Updated: Jul 27
After a normal video shoot there's a ton of footage to sift through and sitting down to edit might seem overwhelming and intimidating. You might even wonder, "Isn't there a video editor app or something?" But, as video editors we really enjoy having the freedom of a thorough interview to be able to choose the best sound bites for a heartfelt storytelling video, or a beautifully lit product video that really make an impact. Whatever type of video project we are working on, we have a well refined video editing process and the foundation of it all is organization. We want to provide our clients with a very smooth, collaborative, and professional review process. Our goal is to align with our clients on story, cinematic look and feel, and ultimately achieve the results our clients are looking for! Here is a peek into our process.
Video Organization is Key
We start by importing footage into a project. Labeling is a key component to getting started. We love folders and bins and dates. The reason we are so organized upfront (other than our own sanity) is because we work together on projects and we prefer for our heads not to spin when we share a project. Sometimes we need another set of eyes on the edit that we’ve been staring at cross-eyed for days. Teamwork makes the dream work, baby! When we label dates/projects correctly there is no confusion between us on which version is the latest. This way, too, we can always go back into a project any time in the future and see at a glance what content we have, and what people talked about. Brains are good at remembering, but this is better and has saved hours of rework for clients revisiting past projects. We can pull up any version of a project faster than you can say “do you guys still have….”

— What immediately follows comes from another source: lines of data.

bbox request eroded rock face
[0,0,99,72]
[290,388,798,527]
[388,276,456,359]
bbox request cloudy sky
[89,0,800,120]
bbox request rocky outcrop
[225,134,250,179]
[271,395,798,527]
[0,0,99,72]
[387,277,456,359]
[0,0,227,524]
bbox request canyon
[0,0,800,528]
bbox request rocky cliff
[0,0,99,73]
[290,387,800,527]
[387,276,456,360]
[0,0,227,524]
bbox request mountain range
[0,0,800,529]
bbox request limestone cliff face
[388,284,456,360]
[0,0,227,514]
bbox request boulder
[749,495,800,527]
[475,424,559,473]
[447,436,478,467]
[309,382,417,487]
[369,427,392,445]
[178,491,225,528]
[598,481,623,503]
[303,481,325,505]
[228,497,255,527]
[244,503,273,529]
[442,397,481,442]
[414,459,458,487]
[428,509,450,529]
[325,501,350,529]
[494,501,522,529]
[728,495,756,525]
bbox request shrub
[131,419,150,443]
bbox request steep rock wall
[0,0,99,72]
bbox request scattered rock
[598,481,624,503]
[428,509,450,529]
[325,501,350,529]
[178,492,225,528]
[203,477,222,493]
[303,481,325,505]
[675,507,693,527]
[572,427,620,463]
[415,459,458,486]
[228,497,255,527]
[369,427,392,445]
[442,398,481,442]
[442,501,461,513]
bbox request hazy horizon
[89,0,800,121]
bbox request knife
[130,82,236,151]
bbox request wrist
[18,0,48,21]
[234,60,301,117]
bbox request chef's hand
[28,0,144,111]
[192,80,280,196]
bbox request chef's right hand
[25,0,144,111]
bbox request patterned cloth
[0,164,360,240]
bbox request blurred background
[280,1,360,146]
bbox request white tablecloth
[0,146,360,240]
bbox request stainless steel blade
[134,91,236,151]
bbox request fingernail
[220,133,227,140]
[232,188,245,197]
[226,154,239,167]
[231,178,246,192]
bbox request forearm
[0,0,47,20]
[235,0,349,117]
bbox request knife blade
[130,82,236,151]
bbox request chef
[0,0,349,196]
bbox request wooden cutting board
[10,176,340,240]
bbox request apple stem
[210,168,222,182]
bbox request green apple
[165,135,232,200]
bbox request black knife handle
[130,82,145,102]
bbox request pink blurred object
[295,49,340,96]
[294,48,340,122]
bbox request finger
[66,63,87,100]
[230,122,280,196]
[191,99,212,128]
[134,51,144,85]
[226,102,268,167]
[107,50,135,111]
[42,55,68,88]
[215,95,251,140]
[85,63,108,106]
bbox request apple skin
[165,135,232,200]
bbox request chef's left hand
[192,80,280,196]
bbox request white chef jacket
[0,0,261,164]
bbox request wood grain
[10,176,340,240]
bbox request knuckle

Subclipping is like the homework you never wanted to do, but if you didn’t, you’d fail the class. When editing interviews, subclipping creates little chunks of the interview so you can label them with keywords you will look for later when you build the edit. We use the asterisks in front of our keywords so we can organize within the bins and find which sound bites we liked the best. This is probably the most time consuming part of the process, but also the most crucial. We’re all the time building and refining an edit in our heads as we’re subclipping. Editing from a transcript works ok, but editing from subclips really immerses you in the tone and context of the words on a transcript. A great part about our subclipping for you as a client is if there is a specific sound bite that you’d like to share on social media, or added into the edit, we can find it very quickly because we did the labeling work up front. Another perk of organizing upfront, is that YOU save money because we can be fast in finding the clip for the re-edit. WIN!
A-Roll Edit Build
Now we are ready to cut a story together! What is A-Roll? It’s the interview portion of a video arranged in a linear story on a timeline. We like to have this first version longer than we know the video will end up being, so that the client can choose what to cut out. Sometimes it’s hard to get content down to the ideal length, but we’re kind of lucky that way in having our gold mine of content to work with. We align with you, our client, on what your goal is with the video in the preproduction phase, so A-Roll usually comes together fairly quickly. Sometimes you can get away with a video of just the A-Roll but if you didn’t shoot two angles or focal lengths you might end up with some jump cuts. Not to worry, that is why we shoot B-Roll!
B-Roll Edit Build
B-Roll is the supporting footage that overlays the A-Roll. We will go through all of our usable B-Roll and lay it on a timeline. Then we go through and pick out the best shots out of everything we captured. B-Roll is typically shot without audio, so that this footage covers any jump cuts and adds to the visualization of the story. B-Roll really adds production value, and we use it in almost every single video we put together. It helps move the story along and acts as a way the audience can connect more with the story.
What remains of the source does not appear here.